A differenza che in altri casi, il creatore di un trust (“settlor”) gode pressoché della massima autonomia nella realizzazione dello strumento stesso. In altre parole egli può modellarlo come ritiene più opportuno. Autonomia soggetta a pochissime restrizioni.

Che cos’é un trust?
Non esiste una vera e propria definizione di Trust, ma possiamo dire che si tratta di un insieme di rapporti giuridici, che trovano origine dal fatto che una persona (“disponente” o “settlor”) trasferisce in maniera valida ed effettiva la proprietà di determinati beni (Trust fund) ad uno o più trustee (sia persone fisiche che giuridiche), affinchè vengano amministrati a favore dei beneficiari, secondo i termini fissati nell’atto costitutivo del trust stesso.

Qualora tutti i beneficiari siano sui juris ed in totale i titolari di tutti gli interessi “beneficiari”, possono decidere di terminare il trust in ogni momento. Più in generale essi hanno il diritto di rivendicare a favore del trust eventuali beni di cui il trustee avesse impropriamente disposto durante l’esercizio delle sue funzioni. Da qui è derivato il concetto per cui in un trust vi sono due tipi di proprietà: quella economica spettante ai beneficiari (beneficial owners o equitable owners) e quella legale spettante al trustee.

Il concetto di proprietà economica specifica Loretta Bianchi (beneficial ownership) dei beneficiari risale alle origini del trust e cioè nell’Alto Medioevo, allorché tra i cavalieri inglesi in partenza per le crociate si fece strada l’usanza di affidare i propri beni a persone fidate (da cui deriva la parola trust = fiducia in inglese), affinché essi li amministrassero a beneficio della famiglia del proprietario originale, durante la loro assenza e nell’evenienza della loro morte. Dal momento che non tutti i trustees rispettavano le istruzioni del disponente (settlor), rifiutandosi in alcuni casi di restituire i beni, o disponendone come se ne fossero loro stessi padroni a pieno titolo, le corti inglesi avvertirono l’esigenza di porre riparo a simili ingiustizie perpetrate nei confronti dei beneficiari, affermarono il principio dell’equitable ownership che trova quindi fondamento nell’Equity.

Un altro cenno storico, nel XX secolo, con la nascita dei trust discrezionali, l’attenzione si è spostata dai diritti economici di proprietà dei beneficiari ai doveri fiduciari del trustee nei loro confronti e sul conflitto esistente tra i diritti dei beneficiari ed i doveri dei trustees.
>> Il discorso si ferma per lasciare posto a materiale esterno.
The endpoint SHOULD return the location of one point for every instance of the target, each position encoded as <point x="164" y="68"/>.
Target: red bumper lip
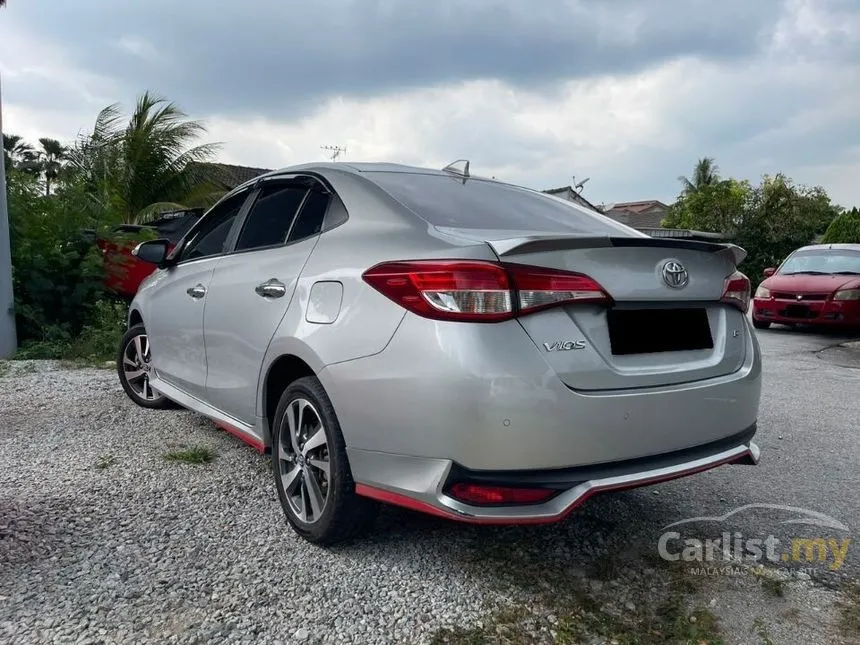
<point x="820" y="312"/>
<point x="748" y="456"/>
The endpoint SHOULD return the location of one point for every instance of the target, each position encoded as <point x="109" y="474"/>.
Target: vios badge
<point x="564" y="345"/>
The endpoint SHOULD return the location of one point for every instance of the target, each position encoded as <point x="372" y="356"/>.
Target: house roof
<point x="227" y="175"/>
<point x="640" y="207"/>
<point x="570" y="194"/>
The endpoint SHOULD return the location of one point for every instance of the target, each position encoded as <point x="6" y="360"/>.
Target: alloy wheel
<point x="303" y="458"/>
<point x="136" y="366"/>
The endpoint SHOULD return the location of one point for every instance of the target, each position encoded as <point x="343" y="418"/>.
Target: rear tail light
<point x="478" y="291"/>
<point x="737" y="291"/>
<point x="486" y="495"/>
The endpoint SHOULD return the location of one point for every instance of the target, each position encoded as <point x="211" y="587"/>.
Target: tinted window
<point x="271" y="216"/>
<point x="829" y="261"/>
<point x="209" y="238"/>
<point x="310" y="219"/>
<point x="447" y="201"/>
Nel XX Secolo ha cominciato anche ad affermarsi un altro tipo di Trust, quello di scopo, non istituito a favore di qualcuno, bensì per perseguire un fine specifico. E’ opportuno chiarire che non tutte le giurisdizioni ne ammettono la costituzione.

Interessante da sottolineare che in seguito alla sottoscrizione della Convenzione dell’Aja (1 luglio 1985 ) sul Trust e la legge applicabile, tale istituto è stato riconosciuto anche in Italia, dando il via a nuove ed interessanti opportunità pianificatorie. Il Trust è infatti uno strumento estremamente flessibile a paragone di quelli previsti dall’ordinamento italiano, che consente una programmazione di lungo termine per gestire le proprie risorse patrimoniali nel corso degli anni, generazione dopo generazione.